Introduction: Women with gestational diabetes mellitus (GDM) can present with hypoglycaemia during the oral glucose tolerance test (OGTT), which has been associated with adverse perinatal outcomes.
Objectives: We studied whether the presence of hypoglycaemia during the OGGT (HdOGTT) was associated with adverse perinatal outcomes.
Methods: Retrospective study of a national database of women diagnosed with GDM in the 24–28th week OGTT. Excluded: women with missing OGTT or the primary outcomes data. HdOGGT: any glucose value < 70 mg/dL. Primary outcomes: hypertensive disease of pregnancy, preterm delivery, caesarean section (CSA), small-for-gestational-age, large-for-gestational-age, neonatal hypoglycaemia, respiratory distress syndrome, and intensive care unit admission. Women with and without hypoglycaemia were compared. Predictors of HdOGTT and the association between HdOGTT and the primary outcomes were studied using a multivariate logistic regression analysis.

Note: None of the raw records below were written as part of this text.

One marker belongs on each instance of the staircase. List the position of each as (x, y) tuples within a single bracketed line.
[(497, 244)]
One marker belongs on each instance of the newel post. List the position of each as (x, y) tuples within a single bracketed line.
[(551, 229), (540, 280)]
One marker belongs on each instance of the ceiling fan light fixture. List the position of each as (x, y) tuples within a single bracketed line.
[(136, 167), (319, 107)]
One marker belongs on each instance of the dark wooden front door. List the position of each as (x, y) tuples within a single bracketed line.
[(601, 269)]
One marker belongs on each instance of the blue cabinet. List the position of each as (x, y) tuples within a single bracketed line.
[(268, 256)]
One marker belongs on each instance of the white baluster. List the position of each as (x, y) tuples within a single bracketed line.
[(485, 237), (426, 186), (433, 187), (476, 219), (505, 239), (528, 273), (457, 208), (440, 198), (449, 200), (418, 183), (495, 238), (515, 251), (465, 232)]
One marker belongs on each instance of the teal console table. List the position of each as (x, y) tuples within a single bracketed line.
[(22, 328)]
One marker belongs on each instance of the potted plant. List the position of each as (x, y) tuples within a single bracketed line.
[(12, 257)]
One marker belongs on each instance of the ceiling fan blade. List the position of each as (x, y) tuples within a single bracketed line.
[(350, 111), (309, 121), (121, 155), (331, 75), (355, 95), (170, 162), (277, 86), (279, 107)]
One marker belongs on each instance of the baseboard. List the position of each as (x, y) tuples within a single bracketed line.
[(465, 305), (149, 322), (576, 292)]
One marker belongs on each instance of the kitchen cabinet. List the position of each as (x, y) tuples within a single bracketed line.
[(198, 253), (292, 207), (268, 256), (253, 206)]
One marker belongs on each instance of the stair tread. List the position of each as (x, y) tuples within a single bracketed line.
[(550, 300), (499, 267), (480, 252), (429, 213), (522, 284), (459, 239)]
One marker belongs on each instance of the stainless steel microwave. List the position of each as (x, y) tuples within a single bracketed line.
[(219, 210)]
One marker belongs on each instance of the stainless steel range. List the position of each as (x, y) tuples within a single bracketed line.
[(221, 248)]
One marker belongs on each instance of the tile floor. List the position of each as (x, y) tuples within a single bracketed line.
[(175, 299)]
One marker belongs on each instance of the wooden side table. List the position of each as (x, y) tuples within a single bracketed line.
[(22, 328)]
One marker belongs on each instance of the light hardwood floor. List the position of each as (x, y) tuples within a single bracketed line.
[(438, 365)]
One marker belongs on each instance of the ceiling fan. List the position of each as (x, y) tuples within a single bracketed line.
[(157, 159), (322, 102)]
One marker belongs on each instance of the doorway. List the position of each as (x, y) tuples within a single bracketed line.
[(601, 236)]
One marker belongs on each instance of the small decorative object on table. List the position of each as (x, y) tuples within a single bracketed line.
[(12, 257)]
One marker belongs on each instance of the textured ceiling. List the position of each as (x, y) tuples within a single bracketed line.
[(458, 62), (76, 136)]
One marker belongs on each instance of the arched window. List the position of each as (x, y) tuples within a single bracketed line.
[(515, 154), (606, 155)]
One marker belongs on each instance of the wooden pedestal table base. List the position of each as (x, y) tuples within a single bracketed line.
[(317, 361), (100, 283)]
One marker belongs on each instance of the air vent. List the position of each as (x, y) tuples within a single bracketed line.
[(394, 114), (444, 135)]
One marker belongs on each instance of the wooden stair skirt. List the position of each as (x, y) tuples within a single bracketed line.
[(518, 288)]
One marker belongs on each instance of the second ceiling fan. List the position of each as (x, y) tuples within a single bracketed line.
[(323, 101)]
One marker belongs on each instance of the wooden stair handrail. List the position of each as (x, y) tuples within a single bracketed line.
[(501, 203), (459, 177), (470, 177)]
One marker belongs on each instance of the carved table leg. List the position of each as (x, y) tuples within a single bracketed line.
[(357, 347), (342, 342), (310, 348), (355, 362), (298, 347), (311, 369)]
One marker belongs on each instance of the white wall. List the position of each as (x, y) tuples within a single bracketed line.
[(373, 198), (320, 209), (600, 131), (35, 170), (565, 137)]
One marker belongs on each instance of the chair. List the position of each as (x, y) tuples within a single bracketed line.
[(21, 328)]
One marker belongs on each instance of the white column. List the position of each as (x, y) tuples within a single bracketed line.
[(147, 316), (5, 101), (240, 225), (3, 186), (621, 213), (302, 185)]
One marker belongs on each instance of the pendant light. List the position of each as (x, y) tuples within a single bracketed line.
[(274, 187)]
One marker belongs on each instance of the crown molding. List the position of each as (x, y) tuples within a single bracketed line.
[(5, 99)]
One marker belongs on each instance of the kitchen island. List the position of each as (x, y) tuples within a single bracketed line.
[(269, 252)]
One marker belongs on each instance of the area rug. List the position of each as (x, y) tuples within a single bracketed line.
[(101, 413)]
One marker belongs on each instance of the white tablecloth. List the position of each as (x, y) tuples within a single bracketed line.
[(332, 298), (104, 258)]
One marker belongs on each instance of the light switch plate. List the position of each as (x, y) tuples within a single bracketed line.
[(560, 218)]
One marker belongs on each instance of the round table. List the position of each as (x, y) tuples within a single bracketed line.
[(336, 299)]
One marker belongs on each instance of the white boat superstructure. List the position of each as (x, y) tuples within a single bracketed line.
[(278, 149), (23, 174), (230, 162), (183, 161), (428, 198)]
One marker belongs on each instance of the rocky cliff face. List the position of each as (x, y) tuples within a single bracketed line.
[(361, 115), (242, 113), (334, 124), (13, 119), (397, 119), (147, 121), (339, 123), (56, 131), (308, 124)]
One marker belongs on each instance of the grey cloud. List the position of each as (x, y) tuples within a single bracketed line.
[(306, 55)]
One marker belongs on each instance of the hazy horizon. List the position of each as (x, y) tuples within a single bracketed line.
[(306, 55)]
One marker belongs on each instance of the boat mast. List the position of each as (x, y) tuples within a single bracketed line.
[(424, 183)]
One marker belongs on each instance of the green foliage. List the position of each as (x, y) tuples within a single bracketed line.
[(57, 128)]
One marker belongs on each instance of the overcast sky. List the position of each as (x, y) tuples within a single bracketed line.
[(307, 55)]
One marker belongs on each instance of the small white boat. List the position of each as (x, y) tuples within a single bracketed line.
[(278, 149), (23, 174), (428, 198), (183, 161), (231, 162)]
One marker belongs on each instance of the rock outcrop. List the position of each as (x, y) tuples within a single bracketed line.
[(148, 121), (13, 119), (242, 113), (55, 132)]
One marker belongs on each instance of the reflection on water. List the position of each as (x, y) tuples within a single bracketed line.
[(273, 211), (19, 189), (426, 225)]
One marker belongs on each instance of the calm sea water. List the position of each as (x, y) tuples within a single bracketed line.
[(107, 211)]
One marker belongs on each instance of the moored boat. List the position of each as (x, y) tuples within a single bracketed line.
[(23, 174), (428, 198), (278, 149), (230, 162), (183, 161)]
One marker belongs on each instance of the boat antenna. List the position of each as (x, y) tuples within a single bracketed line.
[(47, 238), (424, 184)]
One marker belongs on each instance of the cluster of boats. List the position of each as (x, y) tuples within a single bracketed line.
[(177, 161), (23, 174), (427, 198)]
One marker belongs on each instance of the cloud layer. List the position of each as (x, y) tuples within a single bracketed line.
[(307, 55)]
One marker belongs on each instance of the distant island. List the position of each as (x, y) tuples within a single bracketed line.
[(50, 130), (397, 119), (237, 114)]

Results: We analysed 7704 women, 10.7% with HdOGTT. Most of them (94.8%) presented fasting hypoglycaemia, and 3.2% had blood glucose values < 54 mg/dL. There were no differences between groups regarding the primary outcomes, except for women with HdOGTT, who had a lower rate of CSA (34.1% vs. 29.0%,
p = 0.001), large-for-gestational-age newborns (9.7% vs. 13.8%,
p < 0.001), and a higher rate of small-for-gestational-age newborns (11.0% vs. 6.9%,
p < 0.001) than those without HdOGTT. Age, BMI, previous miscarriage, and chronic hypertension were associated with lower risk of HdOGTT. HdOGTT was only associated with increased risk of SGA [OR (95% CI): 1.25 (1.00–1.56),
p = 0.047] after adjustment for confounders.
Conclusions: The prevalence of HdOGTT was 10.7%. Age, BMI, previous miscarriage, and chronic hypertension were associated with lower risk of HdOGTT. HdOGTT was associated with 25% higher risk of SGA newborns.